And, whenever they can, they vote for it

The apocalypse, that is, for the legions of Left Behind fans.

Fred Clark is performing an excellent job of critiquing the blockbuster LaHaye & Jenkins series of dispensationalist novels. His recent Friday read along review details how the authors and their devotees gleefully anticipate their prophesized end times, celebrating the torment "unbelievers" are destined to face.

L&J believe that the rain has already started, and they genuinely desire to persuade as many others as they can to join them on the ark. (There's plenty of room, since this time they won't have to give a damn about the animals.) But they're also excited about the flood they believe is coming.

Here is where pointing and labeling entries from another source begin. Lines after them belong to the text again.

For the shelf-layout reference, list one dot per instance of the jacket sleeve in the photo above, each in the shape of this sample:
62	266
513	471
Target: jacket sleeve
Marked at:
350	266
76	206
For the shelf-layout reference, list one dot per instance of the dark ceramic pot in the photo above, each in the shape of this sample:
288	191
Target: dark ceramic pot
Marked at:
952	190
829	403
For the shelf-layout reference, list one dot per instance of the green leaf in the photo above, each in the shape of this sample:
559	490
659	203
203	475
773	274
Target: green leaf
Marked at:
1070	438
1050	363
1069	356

They're quivering with anticipation, watching the headlines for confirmation that things are getting worse just as Noah watched the skies for the gathering clouds.

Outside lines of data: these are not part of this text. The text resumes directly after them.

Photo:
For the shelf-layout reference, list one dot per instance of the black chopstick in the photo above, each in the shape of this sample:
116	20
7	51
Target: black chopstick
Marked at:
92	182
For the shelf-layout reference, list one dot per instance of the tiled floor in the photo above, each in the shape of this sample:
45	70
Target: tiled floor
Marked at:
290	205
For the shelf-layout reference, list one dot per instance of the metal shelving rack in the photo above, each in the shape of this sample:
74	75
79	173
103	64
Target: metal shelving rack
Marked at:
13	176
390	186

This eagerness, this enthusiasm for apocalypse, is theologically malodorous, but it is also politically dangerous. Here again are L&J and their 50 million readers cheering for entropy, celebrating calamity, wars and rumors of war as the confirmation of their desires, and railing against peace and progress as setbacks to this consumation for which they devoutly wish. They believe that things must fall apart and the center must not hold, because even now the beast is slouching toward Jerusalem.

They want this to happen. And, whenever they can, they vote for it.

Personally, I never made it through the first volume of the Left Behind series. The writing, to my taste, was dreadful and in lesser form than even a juinor high school creative writing exercise. And the whole dispensationalism deal is pure spiritual pornography, devoid of any scriptural merit. Even other dispensationalism advocates take umbrage at LaHaye & Jenkins.